От мысли, что девушка из книжного магазина может оказаться моей душой-половинкой, у меня начинала кружиться голова. А ведь мне предстояло распутать этот клубок до самого конца, не обращая внимания на доводы рассудка.
Я увидел ее во сне и узнал потом, когда она зашла в магазин, по одной причине: мне удалось сохранить ее драгоценный образ, который отпечатался в моей душе после того, как ее отделили от ее души. Я сумел узнать ее, потому что никогда не лгал себе, никогда не позволял ни одной из моих подружек занять место, предназначенное для той, которую ждал.
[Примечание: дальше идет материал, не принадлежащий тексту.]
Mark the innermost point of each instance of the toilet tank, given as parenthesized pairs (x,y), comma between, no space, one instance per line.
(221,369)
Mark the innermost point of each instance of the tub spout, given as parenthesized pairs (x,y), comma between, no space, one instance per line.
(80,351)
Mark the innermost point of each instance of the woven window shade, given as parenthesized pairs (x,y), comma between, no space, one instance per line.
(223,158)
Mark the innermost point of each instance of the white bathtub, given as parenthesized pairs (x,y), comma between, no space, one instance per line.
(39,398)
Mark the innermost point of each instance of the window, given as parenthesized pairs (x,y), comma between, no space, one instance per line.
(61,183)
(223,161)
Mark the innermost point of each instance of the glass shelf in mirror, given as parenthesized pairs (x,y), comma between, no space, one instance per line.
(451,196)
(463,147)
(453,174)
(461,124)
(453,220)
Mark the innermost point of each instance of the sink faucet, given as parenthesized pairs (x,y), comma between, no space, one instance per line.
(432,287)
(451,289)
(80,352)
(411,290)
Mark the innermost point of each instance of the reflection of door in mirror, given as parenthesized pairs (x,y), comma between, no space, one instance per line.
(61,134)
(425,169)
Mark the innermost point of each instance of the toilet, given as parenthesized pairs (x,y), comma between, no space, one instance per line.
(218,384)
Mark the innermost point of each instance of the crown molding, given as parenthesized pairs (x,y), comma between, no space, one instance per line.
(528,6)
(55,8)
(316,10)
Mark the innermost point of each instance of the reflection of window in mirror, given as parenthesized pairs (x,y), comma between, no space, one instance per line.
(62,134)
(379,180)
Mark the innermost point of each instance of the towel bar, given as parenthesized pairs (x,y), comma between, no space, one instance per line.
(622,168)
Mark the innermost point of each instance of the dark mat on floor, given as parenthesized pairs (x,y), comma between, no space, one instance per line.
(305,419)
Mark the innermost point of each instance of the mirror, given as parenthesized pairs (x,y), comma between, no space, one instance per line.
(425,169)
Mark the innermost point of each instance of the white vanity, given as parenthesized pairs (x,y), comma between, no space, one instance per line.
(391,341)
И хотя я не всегда вел монашескую жизнь, хотя порой позволял себе отвлечься, но никогда не поступался своими духовными ценностями и убеждениями. Именно поэтому я испытал такое сильное волнение, когда она появилась в моих снах, и не менее сильное чувство сейчас, несколько мгновений назад, когда не мог отвести от нее глаз. Предполагаемое сходство не было причиной волнения. Оно скорее было указателем, который привел меня к нынешнему открытию.
Я возликовал. Мне показалось, что мне удалось поймать неуловимую истину, которая до этого никак не давалась в руки. Я сумел-таки соединить фрагменты моей истории, словно детали пазла, и получившаяся картинка отображала всю мою жизнь — настоящее, прошлое и будущее.
Но внезапно темная тень омрачила мои лучезарные и безумные мысли. Тень эта вогнала меня в тоску, ибо поставила под сомнение всю безупречно выстроенную теорию.
Она не обратила на меня внимания.
Если она действительно моя душа-половинка, она по идее тоже должна бы меня узнать, разволноваться, как-то проявить свои чувства. Но она вела себя индифферентно. Или же… да, нужно до конца следовать идеям, доверенным мне мсье Гилелем. Или же может такое случиться, что она не узнала меня, потому что утратила мой образ в круговерти своей жизни. Утратила ясность зрения, потеряла себя в разных других историях.
Я наконец остановился на этом утверждении, поскольку развивать его дальше не хотелось. Силы внезапно покинули меня, навалилась тоска, я улегся на кровать и обхватил голову руками.
Все это бред.
Надуманная теория. Меня увлек и сбил с толку глупый романтизм.
Нужно опомниться, перестать гоняться за нелепыми фантазиями. Но, пока глаза мои странствовали по трещинкам потолка, в голове вновь и вновь проворачивались те же идеи. Истина перемешалась в моей голове с туманными химерами, которые незаметно проложили дорогу в сон, где царили, впрочем, те же образы.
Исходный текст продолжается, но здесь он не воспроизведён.